Cronaca di una fede dimenticata | La Trovatella a Sapri
Un angolino di puro incanto ad avvicinarla fiancheggiando l’uliveto che, riverente, lo ripara da ogni sguardo pur indiscreto e le cui memorie si perdono in un mare verde intenso d’erba spontanea, che l’ammanta al sol fremente. Quel che si presenta poi all’occhio ignaro, inattesa e sconvolgente, è la nuda realtà di un luogo inequivocabilmente abbandonato, spogliato, dimenticato. Tale è la dimensione percepibile dell’oblio da investire ogni senso, da togliere il fiato, da evocare già la sensazione di un tempo, di uno spazio, distopico, postapocalittico…
facciate imbrattate a prestar la tela improvvisata
tracce di roghi accesi a render gaia la festa
una pletora di rifiuti abbandonati e pur depositati intenzionalmente
la memoria di una preghiera quotidiana strappata alla sua terra ai piedi della croce
una campanella arrugginita e ammutolita dacché tempo di fianco al portale d’un ingresso
e, mollato lì pure lui, il frammento di una lapide in pietra con iscrizione, a testimone di un’opera di trafugamento più che di sepoltura.
Quel che inoltre, lì increduli, affligge i sensi è la disarmante franchezza d’una necessità a riconoscere che lo stesso luogo, lo stesso lembo di terra, di un incanto naturale da invitare spontaneamente a una preghiera, a una meditazione, a una riflessione, tal perduto più che trovatello, si trovi a languire in pieno centro abitato, con la strada principale che lo costeggia e fiotti d’anime che la percorrono, andata e ritorno, incessantemente.

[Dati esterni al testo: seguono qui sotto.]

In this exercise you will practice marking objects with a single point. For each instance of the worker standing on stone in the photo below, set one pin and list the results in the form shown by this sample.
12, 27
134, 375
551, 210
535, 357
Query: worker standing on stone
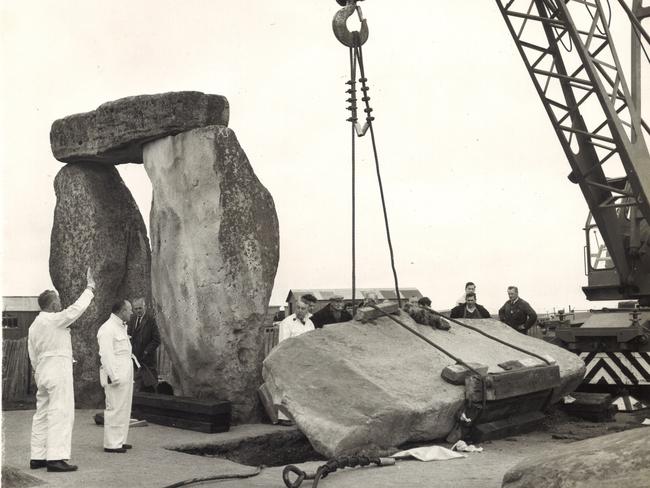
145, 339
470, 309
332, 313
469, 288
50, 354
517, 312
116, 376
296, 323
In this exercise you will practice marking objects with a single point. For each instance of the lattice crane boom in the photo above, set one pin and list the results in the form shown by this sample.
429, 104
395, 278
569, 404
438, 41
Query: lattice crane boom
568, 50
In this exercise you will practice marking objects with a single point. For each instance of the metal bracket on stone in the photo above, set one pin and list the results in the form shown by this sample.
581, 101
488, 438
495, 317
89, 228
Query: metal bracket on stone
366, 314
456, 373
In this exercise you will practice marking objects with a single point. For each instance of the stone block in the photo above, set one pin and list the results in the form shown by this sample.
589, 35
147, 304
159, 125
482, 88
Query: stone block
352, 388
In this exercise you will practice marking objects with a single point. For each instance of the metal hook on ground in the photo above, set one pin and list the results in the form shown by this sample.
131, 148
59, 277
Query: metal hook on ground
340, 28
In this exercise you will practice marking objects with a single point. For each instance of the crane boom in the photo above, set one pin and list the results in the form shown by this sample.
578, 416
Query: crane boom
568, 50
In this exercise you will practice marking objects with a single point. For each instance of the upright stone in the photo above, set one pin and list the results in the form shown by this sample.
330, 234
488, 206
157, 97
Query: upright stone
214, 234
96, 223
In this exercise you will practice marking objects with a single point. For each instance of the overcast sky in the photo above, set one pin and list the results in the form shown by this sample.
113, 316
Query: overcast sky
474, 175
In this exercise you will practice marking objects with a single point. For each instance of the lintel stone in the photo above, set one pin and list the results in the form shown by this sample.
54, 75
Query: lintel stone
115, 132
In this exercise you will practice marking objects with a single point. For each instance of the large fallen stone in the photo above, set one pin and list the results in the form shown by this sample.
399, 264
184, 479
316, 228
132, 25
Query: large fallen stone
356, 387
621, 460
214, 234
96, 223
115, 132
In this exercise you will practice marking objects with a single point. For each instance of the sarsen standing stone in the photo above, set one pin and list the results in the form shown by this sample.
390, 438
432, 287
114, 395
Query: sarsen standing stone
96, 223
214, 234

Il cuore già si stringe, uno strano brivido invade il corpo di colui or lì immobile, ai suoi piedi sì abbandonata quella stessa fede che il luogo incarna. Una fede che non è principio, non è confessione, non è religione, ma fiducia intima e profonda nel divino onnipresente, accogliente e mai nemico, una stessa pure dentro che quest’Uomo ha smarrito, ha abbandonato, ha dimenticato. Al suo posto ora celebra, tanto cieco quanto arbitrario, una ragione onnisciente, con il pensiero e il giudizio suoi servi già castranti. E in preda a mille paure, talune reali, le più immaginate, si affanna, si dispera, si consuma nei dolori e nelle sofferenze, certi reali, i più immaginati. E travolto dall’ansia e dall’angoscia, dall’incertezza e dall’ignoranza, di un domani sola invenzione, si nasconde, si trincera, si chiude pure a sé stesso e al mondo che serba in dote, sempre prospero e mai miseria. E non son salvi nemmeno loro, pellegrini e pie genti, pur nelle mani d’un Signore a cullarsi si dicon certi, quando, in realtà, corron lesti già all’alba d’ogni temporale, sempre in cerca di un riparo.
A mirarlo nella luce, questo luogo così deserto, non sorprende che già lui ebbe a domandarsi, Figlio noto d’uno stesso Dio, adagiato il capo sul guanciale a poppa, sulla barca in mezzo alla tempesta, perché fossero così paurosi – ancora non avete fede?